It makes a refreshing change in Britain’s current musical landscape to find a hardcore punk band willing to deviate from the tried and tested formula of either 4-piece or 5-piece with an aggressive frontman. Brighton’s Howls break the mould by being just a trio, with all members sharing vocal duties alongside their respective instruments. However, don’t think that by being reduced in numbers that Howls lack any power, as this self-titled EP still packs a powerful punch.
A low dirty bass tone kicks off opening track, ‘Necktie Social’, that sets the precedent for the rest of the EP. The sound is a dark and murky one. When the lead vocals kick in, the first thing that strikes is how they’re of a more traditional punk ilk, reminiscent of ‘Oi’ and ‘anarcho-punk’ bands from the 80s. Yet again, this shows how Howls aren’t afraid to go against the grain to achieve an original and exciting sound. Not all of the vocals are like this, however. There are still plenty of catchy, shouty punk lyrics to be heard and assumedly be screamed back at the band during gigs; “Dig up your bones, you’re going to need them” has that feel straight away.

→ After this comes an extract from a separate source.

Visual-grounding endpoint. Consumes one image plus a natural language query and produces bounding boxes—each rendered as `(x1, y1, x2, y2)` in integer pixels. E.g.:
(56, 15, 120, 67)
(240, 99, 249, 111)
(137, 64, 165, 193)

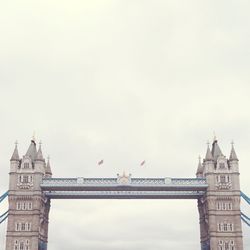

The riffs on this EP definitely bring to mind Gallows when you hear them, but this is no bad thing. After all, Gallows have been the biggest thing to happen to punk music in the UK in decades, their influence is bound to permeate into the punk bands that have come after them, but the great thing about Howls is that they manage to fall on the right side of the line between being influenced by a band, and trying to rip them off. Particularly, the fact that the band only have one guitarist, they use the bass to fill things out more, giving them a more unique sound.
The first three tracks of the EP provide fast-paced aggressive punk, but where the band get most exciting is in fact in the final one-two of ‘Mono’ and ‘Year Of The Rat’. These songs find Howls at their darkest and are both really atmospheric pieces of music. The former is minimal and slow burning, whilst the latter mixes it up between fast sections, and slow heavy grooves.
It feels like this is where the band have really found themselves, mixing both traditional punk and contemporary hardcore whilst giving it a really bleak and ominous vibe. Hopefully, the band can carve this niche out for themselves and create a real stormer of a full-length.